At least one database (either GenBank or UniProt) must be provided.

Command line options

database - REQUIRED Path to a local CAZyme database to add UniProt data to.

source - REQUIRED Define source databases of protein sequences. Accepts ‘genbank’ and ‘uniprot’. To list both, separate with a single space, e.g.

`cw_extract_sequence cazy_database.db genbank uniprot

The database names are not case sensitive, therefore, both GenBank and genbank are accepted.

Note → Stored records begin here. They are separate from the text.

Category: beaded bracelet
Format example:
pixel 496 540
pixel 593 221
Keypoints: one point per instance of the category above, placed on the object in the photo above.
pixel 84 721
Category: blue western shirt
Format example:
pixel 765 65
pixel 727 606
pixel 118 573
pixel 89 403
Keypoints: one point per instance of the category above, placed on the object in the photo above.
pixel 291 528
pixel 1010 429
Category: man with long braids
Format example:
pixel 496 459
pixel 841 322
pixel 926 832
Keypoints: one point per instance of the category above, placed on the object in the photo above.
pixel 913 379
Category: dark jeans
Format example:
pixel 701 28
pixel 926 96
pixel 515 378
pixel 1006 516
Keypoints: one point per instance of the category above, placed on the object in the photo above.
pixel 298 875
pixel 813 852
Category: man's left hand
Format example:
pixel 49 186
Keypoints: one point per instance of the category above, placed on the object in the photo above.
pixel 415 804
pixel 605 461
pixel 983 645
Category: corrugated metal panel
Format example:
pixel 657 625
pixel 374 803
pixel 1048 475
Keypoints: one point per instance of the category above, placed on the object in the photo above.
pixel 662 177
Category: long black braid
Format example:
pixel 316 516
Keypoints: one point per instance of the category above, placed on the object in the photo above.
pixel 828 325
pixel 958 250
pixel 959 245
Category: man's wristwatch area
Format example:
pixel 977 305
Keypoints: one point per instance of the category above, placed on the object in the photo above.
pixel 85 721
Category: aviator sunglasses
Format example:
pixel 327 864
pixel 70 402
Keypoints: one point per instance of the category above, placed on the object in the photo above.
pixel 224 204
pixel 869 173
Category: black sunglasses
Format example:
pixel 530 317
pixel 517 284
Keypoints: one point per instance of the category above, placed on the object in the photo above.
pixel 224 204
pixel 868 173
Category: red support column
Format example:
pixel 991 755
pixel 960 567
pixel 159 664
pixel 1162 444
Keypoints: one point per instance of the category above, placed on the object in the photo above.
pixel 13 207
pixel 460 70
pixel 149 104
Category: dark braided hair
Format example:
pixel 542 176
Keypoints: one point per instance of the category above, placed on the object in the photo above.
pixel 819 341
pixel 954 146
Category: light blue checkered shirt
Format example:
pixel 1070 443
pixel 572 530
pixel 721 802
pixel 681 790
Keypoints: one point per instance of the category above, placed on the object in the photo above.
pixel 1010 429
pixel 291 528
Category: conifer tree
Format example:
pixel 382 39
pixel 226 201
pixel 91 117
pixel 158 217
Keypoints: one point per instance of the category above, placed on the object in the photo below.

--blastdb, -b - Create BLAST database of extracted protein sequences. Provide the path to the directory to store the BLAST database in.

--fasta_dir - Write out each extracted sequence to a separate FASTA file in the provided dir. Provide a path to a directory to write out the FASTA files.

--fasta_file - Write out all extracted sequences to a single FASTA file. Provide a path to write out the FASTA file.


At least one of --blastdb, --fasta_dir, and --fasta_file must be called to inform cazy_webscraper where to write the output to. If none are called sequences will be extracted._

--cache_dir - Path to cache dir to be used instead of default cache dir path.

--cazy_synonyms - Path to a JSON file containing accepted CAZy class synonsyms if the default are not sufficient.

--config, -c - Path to a configuration YAML file. Default: None.

--classes - List of classes from which all families are to be scrape.

--ec_filter - Limist retrieval of protein data to proteins annotated with a provided list of EC numbers. Separate the EC numbers bu single commas without spaces. Recommend to wrap the entire str in quotation marks, for example: .. code-block:: bash

cw_get_uniprot_data my_cazyme_db/cazyme_db.db –ec_filter ‘EC1.2.3.4,EC2.3.1.-’

--force, -f - Force overwriting exsiting files and writing to existing output directory.

--families` - List of CAZy (sub)families to scrape.#

--kingdoms - List of taxonomy kingdoms to retrieve UniProt data for.

--genbank_accession - Path to text file containing a list of GenBanks accessions to extract protein sequences for. A unique accession per line.

--genera - List of genera to restrict the scrape to. Default: None, filter not applied to scrape.

--log, -l - Target path to write out a log file. If not called, no log file is written. Default: None (no log file is written out).

--nodelete - When called, content in the existing output dir will not be deleted. Default: False (existing content is deleted).

--nodelete_cache - When called, content in the existing cache dir will not be deleted. Default: False (existing content is deleted).

--sql_echo - Set SQLite engine echo parameter to True, causing SQLite to print log messages. Default: False.

--species - List of species written as Genus Species) to restrict the scraping of CAZymes to. CAZymes will be retrieved for all strains of each given species.

--strains - List of specific species strains to restrict the scraping of CAZymes to.

--uniprot_accessions - Path to text file containing a list of UniProt accessions to extract protein sequences for. A unique accession per line.

--verbose, -v - Enable verbose logging. This does not set the SQLite engine echo parameter to True. Default: False.

Basic Usage

The command-line options listed above can be used in combination to customise the retrieval the extraction of protein sequences to proteins of interest. Some options (e.g. --families and --classes) define the broad group of proteins, others (e.g. --species) are used to filter and fine-tune the protein dataset.

The --classes, --families, --kingdoms, --genera, --species, and --strains filteres are applied in the exactly same for retrieving data from CAZy and UniProt. Examples of using these flags can be found in the cazy_webscraper and cw_get_uniprot_data tutorial in this documentation.


To extract protein sequences for members of specific CAZy subfamilies, list the subfamilies after the --families flag.